One thing I would tell everyone...not sure if the rest of the lake is like this (I'd bet it is), but there are just tons and tons of widowmaker boulders just under the surface on the north end near the outpost cabin. We had to be extremely careful around the northern islands and western arm, and really anytime we were near a shoal or shore with a boulder field. A lot of camps will mark the big boat killers with anchored bleach bottles, but this camp does not do it. I would guess because there are just so many of them. Please be extra careful if you see even the smallest rock coming out of the surface. It usually means that there are rocks all around it just below the surface. It's fine when rolling in slow, but this lake was an oddball from that perspective. Lots of shoals that come up out of nowhere and you roll right out of 25ft, into 6,5,4ft of water with large boulders.

Anyway, had a great time. Took my 9 year old son for his first trip and even though the black flies gave us trouble the first couple of days, we persevered and made it a memorable trip. Weather was great other than one day of rain. -Tancaddis


----------



## Hammerdrill (Mar 22, 2017)

BMustang said:


> Thanks for the update. I fished Dog Lake out of Missinaibi ages ago.
> I remember checking out a camp on Windemere Lake.
> I suspect that your camp was in the vicinity.
> 
> ...


Yes, Windermere can actually be reached from Prairie Bee, it is just a short walk from the dam, not far from where the 4 cabins are located. The only camp on Windermere is owned by the same family who owns the one on Prairie Bee.


----------



## tancaddis (Mar 27, 2017)

...also don't mind the beer gut.


----------



## linebacker43 (Aug 3, 2009)

tancaddis said:


> One thing I would tell everyone...not sure if the rest of the lake is like this (I'd bet it is), but there are just tons and tons of widowmaker boulders just under the surface on the north end near the outpost cabin. We had to be extremely careful around the northern islands and western arm, and really anytime we were near a shoal or shore with a boulder field. A lot of camps will mark the big boat killers with anchored bleach bottles, but this camp does not do it. I would guess because there are just so many of them. Please be extra careful if you see even the smallest rock coming out of the surface. It usually means that there are rocks all around it just below the surface. It's fine when rolling in slow, but this lake was an oddball from that perspective. Lots of shoals that come up out of nowhere and you roll right out of 25ft, into 6,5,4ft of water with large boulders.
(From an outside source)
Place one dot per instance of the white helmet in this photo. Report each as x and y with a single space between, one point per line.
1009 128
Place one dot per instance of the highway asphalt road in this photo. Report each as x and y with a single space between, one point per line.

There were plenty of boulders on the eastern side of the lake as well. We just took our time when we around the shore and any islands. Once you got through the "Dividing Narrows" it opened up and you could run full speed in the middle of the lake. Ethan said he has marked the widow makers before by the 4 cabins and either someone has moved or taken his bouys or they have sunk? There were two guys in the cabin beside us that were just targeting Smallies for the week and they had some impressive numbers for the 6 days that they were there. Nothing better then a blow up from any fish on top water!!


----------



## nightowl (Apr 10, 2004)

This a late post but if you head back up there go to Soretooth lake. It is a few minute boat ride from the Outpost cabin. Short walk past the trappers cabin. Big pike and walleye. There has always been a boat or 2 over there, just need to take a motor. You will probably be pushing mud for the first couple hundred yards, but it opens up,,,well worth the trip.


----------



## tancaddis (Mar 27, 2017)

Good call! I will definitely look into that. I always like a back lake adventure.


----------